Modern data center interior with rows of blue-lit server racks and a glowing digital network overlay symbolizing cloud computing, AI processing, and high-performance data infrastructure.

Equally important, the industry still lacks clear regulations and standardized methods for modeling and integrating such complex loads, making data access and consistency a growing challenge for planners and researchers alike.

For data centers, the challenge is that several components interact across very different time scales: protection systems, power electronics, controllers, and the energy management system (EMS), especially since most data centers rely on backup sources such as UPS units or generators. Fast switching events inside converters happen in microseconds, while protection systems and ride-through behaviors are observed in milliseconds.

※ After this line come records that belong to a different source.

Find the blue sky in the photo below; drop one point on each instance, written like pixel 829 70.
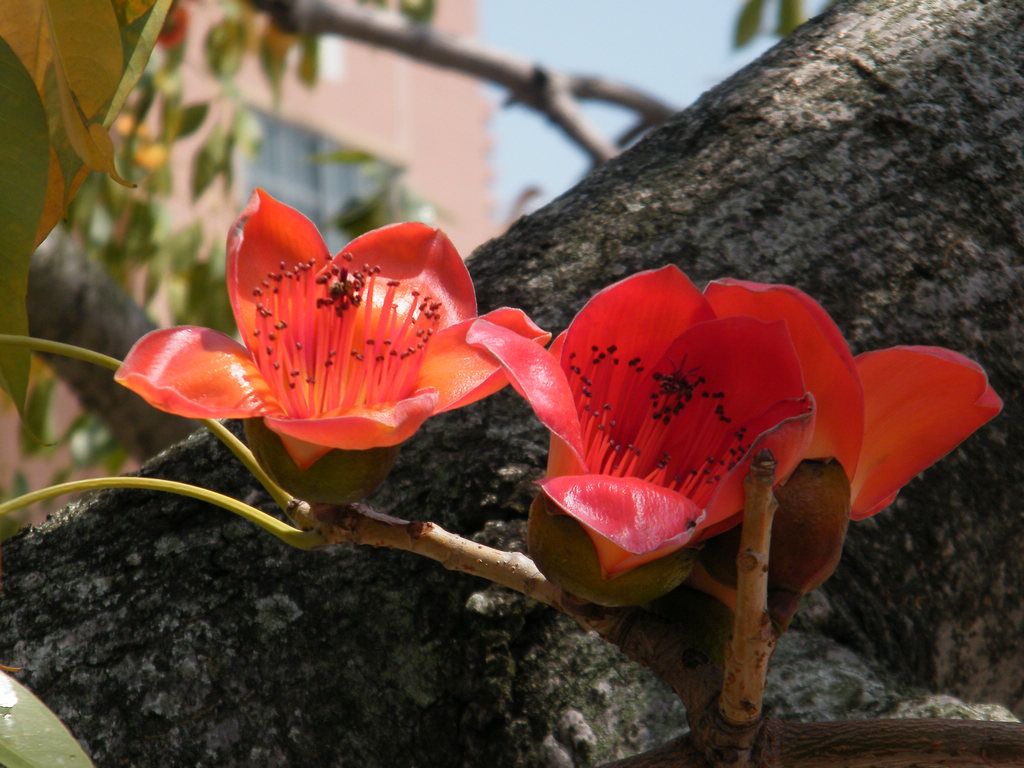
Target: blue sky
pixel 675 49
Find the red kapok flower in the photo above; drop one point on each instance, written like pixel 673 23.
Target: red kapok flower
pixel 884 416
pixel 654 407
pixel 352 351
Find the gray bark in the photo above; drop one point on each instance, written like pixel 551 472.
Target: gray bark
pixel 875 160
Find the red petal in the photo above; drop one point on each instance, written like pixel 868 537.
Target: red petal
pixel 785 429
pixel 266 233
pixel 828 369
pixel 658 304
pixel 920 402
pixel 425 260
pixel 359 429
pixel 537 376
pixel 747 367
pixel 643 521
pixel 197 373
pixel 462 373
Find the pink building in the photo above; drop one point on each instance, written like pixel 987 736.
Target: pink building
pixel 431 124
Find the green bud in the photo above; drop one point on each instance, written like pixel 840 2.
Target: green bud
pixel 564 553
pixel 707 622
pixel 337 477
pixel 807 537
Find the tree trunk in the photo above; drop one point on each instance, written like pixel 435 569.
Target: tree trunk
pixel 75 301
pixel 875 160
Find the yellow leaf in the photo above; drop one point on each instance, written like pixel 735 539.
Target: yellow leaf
pixel 132 9
pixel 78 43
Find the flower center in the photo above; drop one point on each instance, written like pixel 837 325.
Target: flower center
pixel 667 426
pixel 339 338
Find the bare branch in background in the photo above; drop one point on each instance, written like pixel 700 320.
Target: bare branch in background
pixel 553 93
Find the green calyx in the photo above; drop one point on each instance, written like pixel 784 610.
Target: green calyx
pixel 337 477
pixel 807 537
pixel 564 553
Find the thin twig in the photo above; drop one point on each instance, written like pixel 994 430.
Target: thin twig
pixel 753 639
pixel 360 524
pixel 551 92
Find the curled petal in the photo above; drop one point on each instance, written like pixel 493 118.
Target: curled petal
pixel 920 402
pixel 463 373
pixel 660 304
pixel 266 236
pixel 631 521
pixel 425 261
pixel 197 373
pixel 360 428
pixel 536 375
pixel 824 357
pixel 785 429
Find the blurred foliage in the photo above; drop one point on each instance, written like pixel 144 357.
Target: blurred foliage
pixel 756 17
pixel 172 264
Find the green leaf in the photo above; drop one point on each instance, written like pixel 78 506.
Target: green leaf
pixel 225 46
pixel 791 15
pixel 66 69
pixel 749 23
pixel 31 735
pixel 192 118
pixel 421 11
pixel 25 161
pixel 210 161
pixel 309 62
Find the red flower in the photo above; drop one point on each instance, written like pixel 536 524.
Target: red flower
pixel 884 416
pixel 656 396
pixel 655 406
pixel 352 351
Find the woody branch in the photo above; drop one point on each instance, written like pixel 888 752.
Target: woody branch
pixel 546 90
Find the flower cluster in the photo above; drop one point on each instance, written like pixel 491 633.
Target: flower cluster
pixel 658 394
pixel 656 397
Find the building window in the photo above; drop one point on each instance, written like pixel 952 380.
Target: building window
pixel 295 166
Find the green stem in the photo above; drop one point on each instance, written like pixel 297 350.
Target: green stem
pixel 56 347
pixel 236 445
pixel 294 537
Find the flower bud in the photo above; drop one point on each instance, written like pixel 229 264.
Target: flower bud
pixel 337 477
pixel 807 537
pixel 564 553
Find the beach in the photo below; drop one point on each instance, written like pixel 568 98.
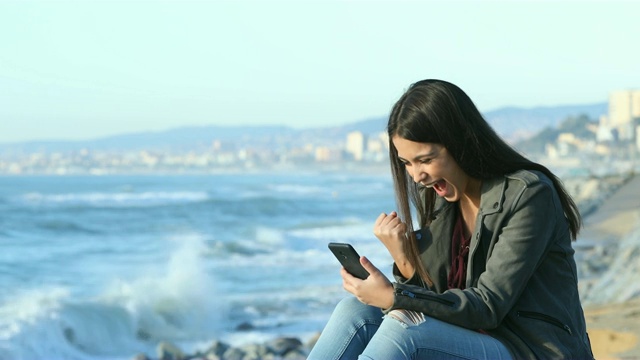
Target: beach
pixel 614 327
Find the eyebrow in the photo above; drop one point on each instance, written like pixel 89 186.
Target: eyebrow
pixel 430 154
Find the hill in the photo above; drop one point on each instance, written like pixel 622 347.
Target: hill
pixel 510 122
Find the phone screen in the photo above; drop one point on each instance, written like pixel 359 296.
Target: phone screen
pixel 349 258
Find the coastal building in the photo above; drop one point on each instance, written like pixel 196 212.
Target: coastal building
pixel 356 145
pixel 624 109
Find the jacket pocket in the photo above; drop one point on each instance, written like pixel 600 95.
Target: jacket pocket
pixel 546 318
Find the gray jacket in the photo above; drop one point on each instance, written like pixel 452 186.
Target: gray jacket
pixel 521 284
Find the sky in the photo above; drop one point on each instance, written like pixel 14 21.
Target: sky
pixel 78 70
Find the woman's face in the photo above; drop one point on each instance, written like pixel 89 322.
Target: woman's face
pixel 431 165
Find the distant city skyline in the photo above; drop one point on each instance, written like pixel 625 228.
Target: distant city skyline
pixel 76 70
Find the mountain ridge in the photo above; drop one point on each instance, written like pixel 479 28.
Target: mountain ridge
pixel 513 123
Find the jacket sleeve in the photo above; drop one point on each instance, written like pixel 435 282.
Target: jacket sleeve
pixel 525 235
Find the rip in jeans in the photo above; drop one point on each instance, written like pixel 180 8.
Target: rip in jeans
pixel 407 318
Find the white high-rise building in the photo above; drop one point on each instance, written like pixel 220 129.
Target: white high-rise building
pixel 624 107
pixel 355 145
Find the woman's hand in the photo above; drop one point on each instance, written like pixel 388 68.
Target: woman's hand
pixel 391 231
pixel 376 290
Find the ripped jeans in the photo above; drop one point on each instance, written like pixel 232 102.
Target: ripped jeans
pixel 358 331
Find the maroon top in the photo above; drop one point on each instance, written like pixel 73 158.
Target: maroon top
pixel 459 256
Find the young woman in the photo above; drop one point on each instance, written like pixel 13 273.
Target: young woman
pixel 490 274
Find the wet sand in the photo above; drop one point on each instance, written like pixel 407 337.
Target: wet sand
pixel 614 329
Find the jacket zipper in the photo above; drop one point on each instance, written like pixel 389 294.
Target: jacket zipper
pixel 424 297
pixel 545 318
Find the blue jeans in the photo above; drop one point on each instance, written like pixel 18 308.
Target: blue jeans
pixel 358 331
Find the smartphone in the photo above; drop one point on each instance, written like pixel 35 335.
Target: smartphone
pixel 349 258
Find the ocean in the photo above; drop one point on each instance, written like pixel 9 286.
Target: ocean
pixel 105 267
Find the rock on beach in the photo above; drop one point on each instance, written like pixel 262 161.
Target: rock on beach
pixel 607 254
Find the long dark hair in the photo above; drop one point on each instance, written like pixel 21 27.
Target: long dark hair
pixel 437 111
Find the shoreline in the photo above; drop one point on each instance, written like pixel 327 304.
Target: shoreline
pixel 613 327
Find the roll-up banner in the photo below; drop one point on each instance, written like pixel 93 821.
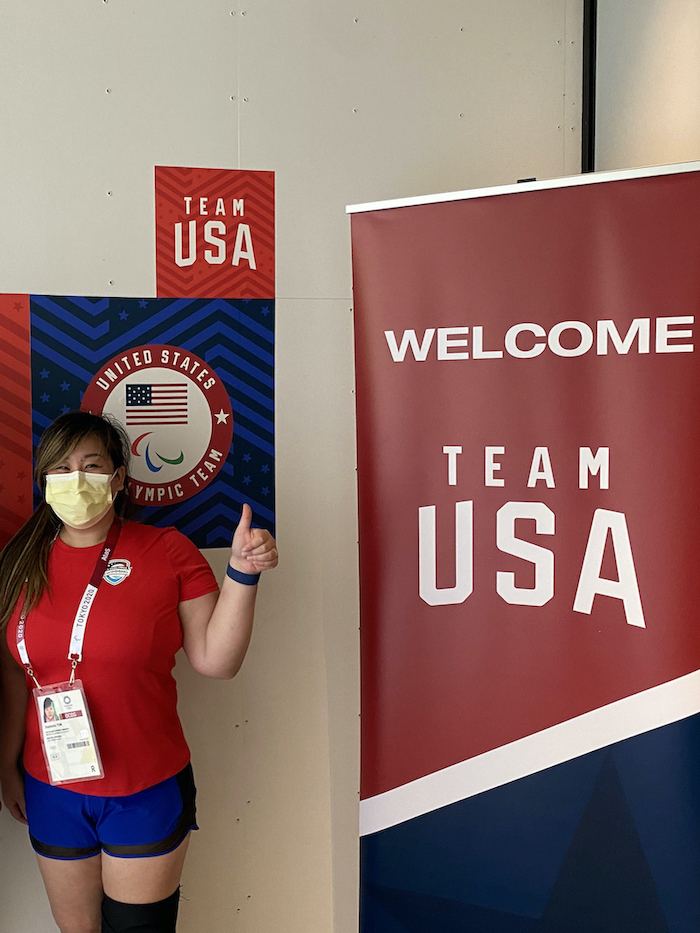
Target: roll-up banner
pixel 528 390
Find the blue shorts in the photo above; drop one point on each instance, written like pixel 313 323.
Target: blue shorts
pixel 67 825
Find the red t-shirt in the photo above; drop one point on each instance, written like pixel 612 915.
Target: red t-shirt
pixel 132 635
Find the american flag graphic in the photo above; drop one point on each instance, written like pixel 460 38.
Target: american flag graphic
pixel 156 403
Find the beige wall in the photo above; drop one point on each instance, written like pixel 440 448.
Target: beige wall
pixel 648 83
pixel 346 102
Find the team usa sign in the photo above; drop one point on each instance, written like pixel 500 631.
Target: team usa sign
pixel 527 382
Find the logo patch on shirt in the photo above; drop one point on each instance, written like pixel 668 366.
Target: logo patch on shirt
pixel 117 570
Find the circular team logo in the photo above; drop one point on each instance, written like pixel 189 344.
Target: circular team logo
pixel 177 414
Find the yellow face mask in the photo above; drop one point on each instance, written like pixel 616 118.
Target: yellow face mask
pixel 79 499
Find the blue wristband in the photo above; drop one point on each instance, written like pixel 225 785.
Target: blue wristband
pixel 250 579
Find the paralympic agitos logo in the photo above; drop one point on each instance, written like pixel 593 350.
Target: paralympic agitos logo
pixel 177 414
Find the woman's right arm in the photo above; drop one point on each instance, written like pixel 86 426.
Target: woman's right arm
pixel 12 712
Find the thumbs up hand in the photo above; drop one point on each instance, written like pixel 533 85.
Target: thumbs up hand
pixel 252 549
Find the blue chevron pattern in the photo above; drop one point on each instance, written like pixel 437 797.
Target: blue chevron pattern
pixel 72 337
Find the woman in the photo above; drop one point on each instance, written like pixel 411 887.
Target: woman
pixel 108 794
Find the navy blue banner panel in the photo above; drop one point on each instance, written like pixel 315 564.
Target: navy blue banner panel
pixel 191 380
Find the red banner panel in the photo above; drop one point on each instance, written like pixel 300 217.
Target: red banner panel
pixel 528 444
pixel 215 233
pixel 15 416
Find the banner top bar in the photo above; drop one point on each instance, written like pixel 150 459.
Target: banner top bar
pixel 566 182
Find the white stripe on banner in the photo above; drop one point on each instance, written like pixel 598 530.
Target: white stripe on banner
pixel 650 709
pixel 568 181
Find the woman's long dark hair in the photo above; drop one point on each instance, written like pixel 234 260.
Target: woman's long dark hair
pixel 24 558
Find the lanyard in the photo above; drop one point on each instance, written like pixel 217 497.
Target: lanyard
pixel 75 648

Testing the interactions between all these systems is crucial, not only for validating current designs, but also for exploring new control approaches and technologies that could help mitigate grid impacts, such as E-STATCOM, peak shaving, or reactive compensation. Hardware-in-the-Loop (HIL) simulation makes it possible to test both ends of this spectrum. FPGA-based tools capture the ultra-fast switching harmonics of rectifiers, inverters, and solid-state transformers, while CPU-based solvers handle slower but equally critical behaviors like voltage stability and fault ride-through. By combining these, you can validate how a data center’s internal systems interact with the larger grid, ensuring that cooling, backup power, and complex electronic loads remain stable even under stress.

As data centers continue to expand in scale and complexity, their impact on global energy systems cannot be ignored. The combination of massive electricity demand, fluctuating loads, and significant cooling requirements underscores the urgent need for smarter grid planning and innovative engineering solutions. By embracing real-time simulation, advanced modeling, and more efficient infrastructure design, the industry can ensure that data centers remain reliable, sustainable, and resilient cornerstones of the digital economy.